- By Josh Rogin
Josh Rogin covers national security and foreign policy and writes the daily Web column The Cable. His column appears bi-weekly in the print edition of The Washington Post. He can be reached for comments or tips at firstname.lastname@example.org.
Previously, Josh covered defense and foreign policy as a staff writer for Congressional Quarterly, writing extensively on Iraq, Afghanistan, Guantánamo Bay, U.S.-Asia relations, defense budgeting and appropriations, and the defense lobbying and contracting industries. Prior to that, he covered military modernization, cyber warfare, space, and missile defense for Federal Computer Week Magazine. He has also served as Pentagon Staff Reporter for the Asahi Shimbun, Japan's leading daily newspaper, in its Washington, D.C., bureau, where he reported on U.S.-Japan relations, Chinese military modernization, the North Korean nuclear crisis, and more.
A graduate of George Washington University's Elliott School of International Affairs, Josh lived in Yokohama, Japan, and studied at Tokyo's Sophia University. He speaks conversational Japanese and has reported from the region. He has also worked at the House International Relations Committee, the Embassy of Japan, and the Brookings Institution.
Josh's reporting has been featured on CNN, MSNBC, C-Span, CBS, ABC, NPR, WTOP, and several other outlets.

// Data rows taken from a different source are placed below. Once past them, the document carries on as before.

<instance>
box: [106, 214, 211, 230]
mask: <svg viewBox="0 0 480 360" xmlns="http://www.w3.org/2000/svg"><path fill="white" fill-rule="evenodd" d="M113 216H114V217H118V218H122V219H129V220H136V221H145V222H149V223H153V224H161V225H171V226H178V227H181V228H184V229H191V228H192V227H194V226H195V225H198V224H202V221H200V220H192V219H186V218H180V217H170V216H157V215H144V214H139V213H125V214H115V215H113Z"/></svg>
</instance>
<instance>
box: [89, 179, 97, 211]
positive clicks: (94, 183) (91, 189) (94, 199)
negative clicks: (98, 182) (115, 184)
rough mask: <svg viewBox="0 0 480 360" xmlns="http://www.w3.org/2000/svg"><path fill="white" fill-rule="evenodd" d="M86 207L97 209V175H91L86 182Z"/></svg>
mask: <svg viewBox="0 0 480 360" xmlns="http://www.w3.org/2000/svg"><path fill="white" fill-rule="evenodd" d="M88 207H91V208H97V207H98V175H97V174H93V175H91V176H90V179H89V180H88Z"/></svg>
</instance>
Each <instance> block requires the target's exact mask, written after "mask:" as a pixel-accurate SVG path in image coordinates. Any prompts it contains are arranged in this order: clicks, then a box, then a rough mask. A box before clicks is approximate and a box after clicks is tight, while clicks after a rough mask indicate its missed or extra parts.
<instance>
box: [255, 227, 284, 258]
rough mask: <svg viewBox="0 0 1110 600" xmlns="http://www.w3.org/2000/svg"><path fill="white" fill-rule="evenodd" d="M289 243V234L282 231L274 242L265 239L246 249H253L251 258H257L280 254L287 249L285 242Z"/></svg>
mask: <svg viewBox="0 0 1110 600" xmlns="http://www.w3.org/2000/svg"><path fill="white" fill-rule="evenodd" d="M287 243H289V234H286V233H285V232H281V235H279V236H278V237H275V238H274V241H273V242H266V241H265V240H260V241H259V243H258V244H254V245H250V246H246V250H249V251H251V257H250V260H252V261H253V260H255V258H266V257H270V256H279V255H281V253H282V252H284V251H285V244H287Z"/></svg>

He was a 2008-2009 National Press Foundation's Paul Miller Washington Reporting Fellow, 2009 military reporting fellow with the Knight Center for Specialized Journalism and the 2011 recipient of the InterAction Award for Excellence in International Reporting. He hails from Philadelphia and lives in Washington, D.C.

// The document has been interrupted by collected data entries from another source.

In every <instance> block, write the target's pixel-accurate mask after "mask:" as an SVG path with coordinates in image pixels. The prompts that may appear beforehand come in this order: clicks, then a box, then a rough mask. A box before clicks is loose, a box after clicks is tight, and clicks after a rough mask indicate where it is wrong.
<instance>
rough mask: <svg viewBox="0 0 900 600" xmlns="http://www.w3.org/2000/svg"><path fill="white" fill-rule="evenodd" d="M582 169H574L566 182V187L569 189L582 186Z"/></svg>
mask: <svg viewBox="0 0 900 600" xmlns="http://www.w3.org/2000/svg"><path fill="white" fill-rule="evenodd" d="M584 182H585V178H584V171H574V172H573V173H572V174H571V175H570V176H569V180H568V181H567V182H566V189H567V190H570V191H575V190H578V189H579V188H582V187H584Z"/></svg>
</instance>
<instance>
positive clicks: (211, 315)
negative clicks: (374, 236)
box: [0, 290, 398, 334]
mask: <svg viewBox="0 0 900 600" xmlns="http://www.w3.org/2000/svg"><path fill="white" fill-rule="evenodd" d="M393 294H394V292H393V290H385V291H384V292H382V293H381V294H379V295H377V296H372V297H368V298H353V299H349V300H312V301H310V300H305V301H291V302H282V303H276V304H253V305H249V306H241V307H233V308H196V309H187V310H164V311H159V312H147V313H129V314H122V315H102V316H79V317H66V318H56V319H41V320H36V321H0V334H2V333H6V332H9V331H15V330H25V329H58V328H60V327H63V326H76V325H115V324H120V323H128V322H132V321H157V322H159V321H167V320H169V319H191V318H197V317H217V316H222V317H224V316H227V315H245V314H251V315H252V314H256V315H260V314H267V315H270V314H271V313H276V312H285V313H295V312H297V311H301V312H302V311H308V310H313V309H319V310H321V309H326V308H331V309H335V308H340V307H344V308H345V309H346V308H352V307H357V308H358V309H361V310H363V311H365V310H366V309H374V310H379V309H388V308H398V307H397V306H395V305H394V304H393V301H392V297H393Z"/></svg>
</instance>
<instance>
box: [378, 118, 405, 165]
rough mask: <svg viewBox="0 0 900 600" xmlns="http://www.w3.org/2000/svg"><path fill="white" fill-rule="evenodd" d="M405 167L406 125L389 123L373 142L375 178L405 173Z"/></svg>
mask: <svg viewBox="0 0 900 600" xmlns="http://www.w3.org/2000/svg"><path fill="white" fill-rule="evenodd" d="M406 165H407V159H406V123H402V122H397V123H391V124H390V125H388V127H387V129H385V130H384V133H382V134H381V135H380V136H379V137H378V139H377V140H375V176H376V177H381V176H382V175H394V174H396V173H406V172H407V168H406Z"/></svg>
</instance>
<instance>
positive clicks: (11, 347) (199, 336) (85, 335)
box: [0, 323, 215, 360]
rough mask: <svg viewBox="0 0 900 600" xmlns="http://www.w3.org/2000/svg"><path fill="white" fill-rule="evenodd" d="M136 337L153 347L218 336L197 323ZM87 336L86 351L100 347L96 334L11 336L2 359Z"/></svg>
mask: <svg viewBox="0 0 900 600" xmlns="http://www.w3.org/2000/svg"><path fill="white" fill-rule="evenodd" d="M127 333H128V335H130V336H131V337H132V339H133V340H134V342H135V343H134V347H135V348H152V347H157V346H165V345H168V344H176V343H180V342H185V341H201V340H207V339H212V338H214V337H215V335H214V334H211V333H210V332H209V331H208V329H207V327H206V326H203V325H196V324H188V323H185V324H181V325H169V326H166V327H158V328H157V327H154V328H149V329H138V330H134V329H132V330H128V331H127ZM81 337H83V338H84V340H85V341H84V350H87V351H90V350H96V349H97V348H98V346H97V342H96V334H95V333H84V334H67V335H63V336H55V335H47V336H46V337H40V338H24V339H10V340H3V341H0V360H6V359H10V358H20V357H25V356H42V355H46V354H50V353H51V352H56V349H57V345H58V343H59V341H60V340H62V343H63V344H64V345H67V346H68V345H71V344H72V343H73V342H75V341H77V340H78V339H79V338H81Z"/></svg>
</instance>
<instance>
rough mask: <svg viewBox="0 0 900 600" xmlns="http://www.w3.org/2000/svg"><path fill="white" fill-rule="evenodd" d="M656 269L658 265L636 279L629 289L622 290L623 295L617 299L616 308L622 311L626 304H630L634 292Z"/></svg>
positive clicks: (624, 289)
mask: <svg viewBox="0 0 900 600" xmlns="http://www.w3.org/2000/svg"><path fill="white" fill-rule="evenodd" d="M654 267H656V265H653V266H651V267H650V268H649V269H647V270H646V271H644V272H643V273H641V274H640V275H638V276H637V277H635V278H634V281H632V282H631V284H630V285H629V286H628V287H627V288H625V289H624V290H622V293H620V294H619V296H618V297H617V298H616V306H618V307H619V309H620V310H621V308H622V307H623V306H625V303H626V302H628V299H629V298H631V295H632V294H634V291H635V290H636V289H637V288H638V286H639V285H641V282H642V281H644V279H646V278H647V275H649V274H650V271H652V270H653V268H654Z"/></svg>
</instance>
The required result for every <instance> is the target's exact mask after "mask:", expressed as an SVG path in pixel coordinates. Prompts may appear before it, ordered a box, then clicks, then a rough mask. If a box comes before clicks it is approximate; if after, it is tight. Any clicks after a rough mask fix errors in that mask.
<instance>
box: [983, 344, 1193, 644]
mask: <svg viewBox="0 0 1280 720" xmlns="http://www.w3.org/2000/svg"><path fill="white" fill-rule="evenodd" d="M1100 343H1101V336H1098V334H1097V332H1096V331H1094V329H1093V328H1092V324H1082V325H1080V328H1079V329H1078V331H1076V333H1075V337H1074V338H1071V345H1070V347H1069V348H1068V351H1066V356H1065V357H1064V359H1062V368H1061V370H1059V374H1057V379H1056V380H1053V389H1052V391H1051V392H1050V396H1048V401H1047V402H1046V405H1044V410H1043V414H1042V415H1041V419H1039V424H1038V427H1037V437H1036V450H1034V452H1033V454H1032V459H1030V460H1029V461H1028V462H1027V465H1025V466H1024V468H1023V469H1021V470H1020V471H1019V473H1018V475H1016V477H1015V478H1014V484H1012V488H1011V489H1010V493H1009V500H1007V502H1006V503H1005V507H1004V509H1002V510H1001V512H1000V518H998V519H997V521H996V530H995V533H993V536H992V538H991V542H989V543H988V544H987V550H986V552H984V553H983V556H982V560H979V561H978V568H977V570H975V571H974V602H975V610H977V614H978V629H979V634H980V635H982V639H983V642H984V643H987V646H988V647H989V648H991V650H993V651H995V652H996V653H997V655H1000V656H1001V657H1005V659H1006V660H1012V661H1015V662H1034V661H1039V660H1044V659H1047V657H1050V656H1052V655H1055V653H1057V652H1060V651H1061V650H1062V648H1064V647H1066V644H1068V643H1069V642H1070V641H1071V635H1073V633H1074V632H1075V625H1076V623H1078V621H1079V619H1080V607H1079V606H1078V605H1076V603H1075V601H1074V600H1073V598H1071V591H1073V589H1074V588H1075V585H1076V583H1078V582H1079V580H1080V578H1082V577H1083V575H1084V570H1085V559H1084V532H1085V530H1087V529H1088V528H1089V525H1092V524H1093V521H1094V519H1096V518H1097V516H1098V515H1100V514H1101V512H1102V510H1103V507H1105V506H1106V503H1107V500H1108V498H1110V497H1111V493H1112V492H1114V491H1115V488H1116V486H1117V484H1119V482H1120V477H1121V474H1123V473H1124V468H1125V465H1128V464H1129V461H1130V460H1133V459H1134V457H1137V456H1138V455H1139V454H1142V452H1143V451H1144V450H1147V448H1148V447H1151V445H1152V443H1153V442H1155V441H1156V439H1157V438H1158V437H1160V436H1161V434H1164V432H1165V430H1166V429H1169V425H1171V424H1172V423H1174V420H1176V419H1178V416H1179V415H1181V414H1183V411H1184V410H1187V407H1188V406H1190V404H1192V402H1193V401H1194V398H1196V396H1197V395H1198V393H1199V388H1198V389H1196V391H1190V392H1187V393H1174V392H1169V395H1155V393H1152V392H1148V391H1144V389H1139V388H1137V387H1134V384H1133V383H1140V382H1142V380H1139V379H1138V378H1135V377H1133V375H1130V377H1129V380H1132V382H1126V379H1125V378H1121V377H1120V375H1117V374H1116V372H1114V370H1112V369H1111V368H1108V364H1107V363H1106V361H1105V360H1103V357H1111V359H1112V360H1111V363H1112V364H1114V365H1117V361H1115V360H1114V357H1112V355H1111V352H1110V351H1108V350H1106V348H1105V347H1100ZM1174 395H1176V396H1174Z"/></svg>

The House is set to pass Rep. Howard Berman’s Iran sanctions bill today, only the latest in a long string of moves that will help set the administration up for a switch to the "pressure track" next year.
But the real action over Iran sanctions behind the scenes is focused on Sen. Chris Dodd‘s package of Iran sanctions bills, which is currently the subject of negotiations between the administration and key senators. The administration’s concerns over the Dodd bill were outlined in this letter, first reported by The Cable, which asked for a delay in passing the Senate bill until next year.
Interestingly, the administration didn’t send Berman any letter and didn’t even bother to copy him on the Senate letter, which was specifically requested and then addressed to Berman’s Senate counterpart, John Kerry.
The feeling in Congress, multiple sources told The Cable, is that all parties concerned see today’s House action as only the latest in a long series of negotiations about how Iran sanctions might materialize. Also, as is often the case, the Berman bill is likely to undergo significant changes after passage, particularly when it goes to conference and has to be reconciled with whatever the Senate and the administration negotiate.
"Everybody is excited, but hold your horses," said one Hill source. "This has to be thoroughly vetted before it goes to Obama’s desk."
That will be a tough fight for House conferees, considering that they will be negotiating against both the Senate and the White House with the implicit and omnipresent message about the Senate bill being, "This is what we can get passed and signed."
Moreover, there’s a recognition inside the system that the House version of the bill, as stands, has some provisions that are seen as problematic. For example, the Berman bill would mandate some sanctions that are optional under current law, which the administration fears would raise trade and WTO compliance issues.
Specifically, regarding third countries’ complicity in complying with the sanctions, the Berman bill would expand their obligation from having to act on "actual knowledge" of violations, to penalizing countries that have "constructive knowledge" of violations — in other words, holding them to account for things they should know or should have known.
There are other players on the field as well. Insurance companies and other firms that could be affected are sure to lobby for safe harbor within the sanctions regime through their American subsidiaries.
There is also a dispute over strategy within the Senate negotiators among those pushing for sanctions. Some Senate offices, such as that of Joseph Lieberman, are said to be amenable to pushing back the Senate bill until next year, seeing that as the most pragmatic way to get the legislation signed.
Other offices, such as that of Jon Kyl, are said to be pushing a harder line, wanting to make more political hay out of the issue now by resisting administration calls for a delay.
Either way, when the Berman bill passes later today, while many will be cheering it as a victory, the insiders know that the game has just begun.